Sessenta e cinco por cento eram analfabetos! Que republicanos elitistas foram esses!? Agora, vamos fazer o mea culpa. Nenhum de nós era vivo naquela época. E de lá para cá? De lá para cá, quase 120 anos de República, foi possível baixar a percentagem de 65% para 13%, mas o número de analfabetos mais que dobrou. Esta é uma república que escreveu um texto na sua bandeira e esqueceu-se de ensinar ao povo a reconhecê-la, porque despreza o povo. O povo não importa na República brasileira; só a elite. É uma república de aristocratas, de excelências, de doutores, de engravatados, de ricos, de quem sabe ler e é capaz de reconhecer a bandeira.

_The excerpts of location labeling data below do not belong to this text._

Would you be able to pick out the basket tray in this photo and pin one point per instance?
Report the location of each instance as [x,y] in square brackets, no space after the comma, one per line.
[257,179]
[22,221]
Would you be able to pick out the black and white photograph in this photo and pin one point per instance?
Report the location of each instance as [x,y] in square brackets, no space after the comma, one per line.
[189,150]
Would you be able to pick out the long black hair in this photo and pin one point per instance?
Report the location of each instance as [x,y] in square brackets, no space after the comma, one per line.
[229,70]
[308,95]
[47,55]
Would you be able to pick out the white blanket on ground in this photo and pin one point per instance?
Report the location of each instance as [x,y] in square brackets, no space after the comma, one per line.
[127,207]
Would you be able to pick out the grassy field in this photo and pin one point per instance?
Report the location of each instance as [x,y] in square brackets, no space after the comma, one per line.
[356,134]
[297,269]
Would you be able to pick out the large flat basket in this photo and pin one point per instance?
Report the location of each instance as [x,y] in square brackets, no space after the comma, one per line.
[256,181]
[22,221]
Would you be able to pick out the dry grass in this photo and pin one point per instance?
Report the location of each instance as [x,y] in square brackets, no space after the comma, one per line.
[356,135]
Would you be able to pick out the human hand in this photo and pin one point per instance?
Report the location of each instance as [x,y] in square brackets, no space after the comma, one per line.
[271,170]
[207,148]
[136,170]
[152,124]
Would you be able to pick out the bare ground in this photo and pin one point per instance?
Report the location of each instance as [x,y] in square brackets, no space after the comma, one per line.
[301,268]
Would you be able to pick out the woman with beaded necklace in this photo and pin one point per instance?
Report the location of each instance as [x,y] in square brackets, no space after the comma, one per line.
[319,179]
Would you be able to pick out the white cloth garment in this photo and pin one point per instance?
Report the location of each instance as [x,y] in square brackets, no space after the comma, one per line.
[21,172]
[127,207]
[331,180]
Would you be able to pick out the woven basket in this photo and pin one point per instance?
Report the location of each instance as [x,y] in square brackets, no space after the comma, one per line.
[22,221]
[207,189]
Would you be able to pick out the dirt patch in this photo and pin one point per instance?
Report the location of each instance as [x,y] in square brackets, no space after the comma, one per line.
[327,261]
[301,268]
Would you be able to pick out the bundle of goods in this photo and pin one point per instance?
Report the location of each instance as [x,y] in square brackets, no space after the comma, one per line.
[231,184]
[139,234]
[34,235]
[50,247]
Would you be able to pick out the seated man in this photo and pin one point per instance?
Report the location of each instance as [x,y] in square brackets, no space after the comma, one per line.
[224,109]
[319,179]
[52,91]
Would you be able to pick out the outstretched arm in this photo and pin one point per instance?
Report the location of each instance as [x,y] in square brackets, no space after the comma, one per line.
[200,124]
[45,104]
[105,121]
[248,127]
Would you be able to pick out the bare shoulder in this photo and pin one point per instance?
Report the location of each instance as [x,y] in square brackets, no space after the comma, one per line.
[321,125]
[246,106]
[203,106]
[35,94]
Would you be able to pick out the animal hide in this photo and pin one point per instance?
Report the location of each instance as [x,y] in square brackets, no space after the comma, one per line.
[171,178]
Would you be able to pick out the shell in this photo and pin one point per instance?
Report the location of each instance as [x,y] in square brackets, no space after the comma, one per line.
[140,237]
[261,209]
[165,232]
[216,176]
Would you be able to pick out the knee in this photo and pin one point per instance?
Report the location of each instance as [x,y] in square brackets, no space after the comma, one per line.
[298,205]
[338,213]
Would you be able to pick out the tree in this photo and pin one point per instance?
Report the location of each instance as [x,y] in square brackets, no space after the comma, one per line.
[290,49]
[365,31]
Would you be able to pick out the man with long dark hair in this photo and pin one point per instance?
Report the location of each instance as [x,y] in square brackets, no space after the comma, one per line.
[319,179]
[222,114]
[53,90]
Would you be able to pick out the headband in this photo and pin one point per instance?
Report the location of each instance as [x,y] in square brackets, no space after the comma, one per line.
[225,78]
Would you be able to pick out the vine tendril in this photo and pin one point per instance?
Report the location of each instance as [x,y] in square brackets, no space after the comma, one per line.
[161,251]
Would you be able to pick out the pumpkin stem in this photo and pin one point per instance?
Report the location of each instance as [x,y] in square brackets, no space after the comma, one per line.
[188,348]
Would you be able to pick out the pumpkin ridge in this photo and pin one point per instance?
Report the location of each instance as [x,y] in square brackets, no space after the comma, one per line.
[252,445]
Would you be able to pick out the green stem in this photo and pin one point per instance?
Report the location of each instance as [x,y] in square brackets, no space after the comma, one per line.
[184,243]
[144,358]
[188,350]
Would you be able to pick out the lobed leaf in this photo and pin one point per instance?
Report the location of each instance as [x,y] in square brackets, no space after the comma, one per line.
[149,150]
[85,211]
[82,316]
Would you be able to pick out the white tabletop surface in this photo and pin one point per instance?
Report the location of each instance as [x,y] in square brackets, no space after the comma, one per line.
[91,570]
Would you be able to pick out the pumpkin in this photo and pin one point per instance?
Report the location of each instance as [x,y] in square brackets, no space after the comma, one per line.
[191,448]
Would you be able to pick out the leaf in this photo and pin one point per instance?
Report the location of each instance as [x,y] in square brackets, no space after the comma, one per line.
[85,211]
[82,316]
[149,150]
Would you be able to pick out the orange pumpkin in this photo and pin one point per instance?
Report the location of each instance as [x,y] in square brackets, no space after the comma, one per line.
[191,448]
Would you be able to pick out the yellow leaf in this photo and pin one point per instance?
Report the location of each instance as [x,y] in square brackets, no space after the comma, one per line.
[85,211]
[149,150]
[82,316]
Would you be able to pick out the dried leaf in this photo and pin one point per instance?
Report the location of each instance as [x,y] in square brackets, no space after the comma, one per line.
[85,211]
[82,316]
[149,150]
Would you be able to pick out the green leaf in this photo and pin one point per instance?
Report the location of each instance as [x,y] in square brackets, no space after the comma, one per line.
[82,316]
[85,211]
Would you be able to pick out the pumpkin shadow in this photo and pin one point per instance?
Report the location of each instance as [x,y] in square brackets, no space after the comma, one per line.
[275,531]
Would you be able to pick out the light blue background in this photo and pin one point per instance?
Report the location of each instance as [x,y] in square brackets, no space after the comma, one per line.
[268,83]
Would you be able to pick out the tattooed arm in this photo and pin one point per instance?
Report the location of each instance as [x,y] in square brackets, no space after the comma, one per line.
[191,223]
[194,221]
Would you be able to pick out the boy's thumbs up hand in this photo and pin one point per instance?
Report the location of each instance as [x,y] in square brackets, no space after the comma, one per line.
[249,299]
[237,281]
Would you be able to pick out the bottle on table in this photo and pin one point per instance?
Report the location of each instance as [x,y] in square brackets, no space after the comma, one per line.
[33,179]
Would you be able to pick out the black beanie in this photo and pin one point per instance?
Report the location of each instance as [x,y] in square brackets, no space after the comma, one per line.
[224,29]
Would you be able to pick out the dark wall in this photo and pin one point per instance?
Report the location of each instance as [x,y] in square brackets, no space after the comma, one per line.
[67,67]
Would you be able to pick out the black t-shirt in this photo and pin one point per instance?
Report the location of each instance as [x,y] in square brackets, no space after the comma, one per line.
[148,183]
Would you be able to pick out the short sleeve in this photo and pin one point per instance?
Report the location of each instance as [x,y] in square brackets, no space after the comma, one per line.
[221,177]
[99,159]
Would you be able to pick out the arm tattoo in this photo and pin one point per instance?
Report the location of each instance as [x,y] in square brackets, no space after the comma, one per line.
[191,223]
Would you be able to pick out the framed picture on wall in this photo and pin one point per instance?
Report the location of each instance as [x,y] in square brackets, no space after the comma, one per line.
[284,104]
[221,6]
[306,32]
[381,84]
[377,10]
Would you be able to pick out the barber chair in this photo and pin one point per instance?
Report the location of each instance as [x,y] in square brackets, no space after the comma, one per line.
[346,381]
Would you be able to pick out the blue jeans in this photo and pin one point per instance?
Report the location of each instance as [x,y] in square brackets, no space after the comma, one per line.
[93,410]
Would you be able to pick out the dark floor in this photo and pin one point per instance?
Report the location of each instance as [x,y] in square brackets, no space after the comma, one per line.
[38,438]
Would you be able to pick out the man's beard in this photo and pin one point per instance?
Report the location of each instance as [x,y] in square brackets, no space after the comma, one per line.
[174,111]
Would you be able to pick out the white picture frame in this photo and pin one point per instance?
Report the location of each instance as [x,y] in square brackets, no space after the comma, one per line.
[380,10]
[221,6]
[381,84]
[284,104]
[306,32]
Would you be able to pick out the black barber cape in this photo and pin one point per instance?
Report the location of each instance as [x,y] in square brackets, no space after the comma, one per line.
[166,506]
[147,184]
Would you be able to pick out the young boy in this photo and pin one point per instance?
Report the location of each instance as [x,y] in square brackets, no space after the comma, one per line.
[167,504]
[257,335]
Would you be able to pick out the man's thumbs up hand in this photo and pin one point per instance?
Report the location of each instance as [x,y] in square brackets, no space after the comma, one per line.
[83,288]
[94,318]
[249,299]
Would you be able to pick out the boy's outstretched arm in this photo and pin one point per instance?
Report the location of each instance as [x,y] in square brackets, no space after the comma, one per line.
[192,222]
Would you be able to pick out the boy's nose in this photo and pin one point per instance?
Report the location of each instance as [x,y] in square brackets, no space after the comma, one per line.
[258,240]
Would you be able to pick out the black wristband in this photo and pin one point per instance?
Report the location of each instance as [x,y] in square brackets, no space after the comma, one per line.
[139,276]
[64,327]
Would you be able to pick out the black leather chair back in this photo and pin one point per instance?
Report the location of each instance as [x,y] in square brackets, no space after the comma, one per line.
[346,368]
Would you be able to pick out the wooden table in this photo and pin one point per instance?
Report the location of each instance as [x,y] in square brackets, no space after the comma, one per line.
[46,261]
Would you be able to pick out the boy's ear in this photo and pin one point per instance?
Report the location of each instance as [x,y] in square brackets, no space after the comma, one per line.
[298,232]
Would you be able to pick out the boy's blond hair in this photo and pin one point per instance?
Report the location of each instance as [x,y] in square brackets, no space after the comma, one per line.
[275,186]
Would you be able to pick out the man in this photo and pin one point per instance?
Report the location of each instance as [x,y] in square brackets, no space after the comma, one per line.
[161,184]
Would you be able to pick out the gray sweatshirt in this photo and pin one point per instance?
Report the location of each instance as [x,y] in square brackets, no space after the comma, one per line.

Os nossos republicanos passaram horas e horas e horas para definir a nossa bandeira, discutindo em que lugar colocar cada estrelinha, porque cada uma dessas estrelas tem um lugar certo e representa o céu do Brasil no dia 15 de novembro. Horas discutindo onde colocá-las, até porque não havia GPS ou grandes telescópios. Nenhum deles perdeu tempo discutindo se era correto escrever um texto em um País de analfabetos e nenhum deles lembrou as palavras ausentes.

Por que, nessa bandeira onde se escreveu “ordem e progresso”, cujo aniversário comemoramos hoje, não se escreveu “solidariedade”?

Não está escrito “solidariedade.” Está escrito “ordem e progresso”. E a solidariedade nacional, a solidariedade entre as pessoas deste País, a solidariedade entre as classes não era tão importante quanto ordem e progresso? Mas não foi incluída. Não escrevemos o “amor” que estava na própria consígnia de Augusto Comte, que recomendava que todas as bandeiras o incluíssem. Não colocamos “soberania.” Tanto não o fizemos que a nossa bandeira foi, de certa maneira, importada filosoficamente de um autor estrangeiro. Não colocamos “igualdade.” Fizemos uma bandeira mais de cem anos depois da Revolução Francesa, e a palavra igualdade não entrou, nem a palavra fraternidade.

Por que nossa elite se preocupou apenas com ordem e progresso? Porque queria manter a população pobre sob ordem e a população rica beneficiada do progresso. Essa é a verdade. Por isso, “ordem e progresso.” Ordem para os pobres não se manifestarem, não fazerem revolução, e progresso para os ricos aumentarem seu consumo, seu benefício. Não colocamos na nossa bandeira a palavra “emancipação.” Não entrou “emancipação”. Não entrou a palavra “natureza”, e, sim, as cores verde, amarelo e azul, que foram vilipendiadas, abandonadas e desprezadas, passando a representar a natureza do passado. Não colocamos “amor à natureza”, “respeito às florestas.” Não colocamos “solidariedade aos irmãos brasileiros.”

E a gente não colocou, sobretudo, a idéia de que o progresso está na educação.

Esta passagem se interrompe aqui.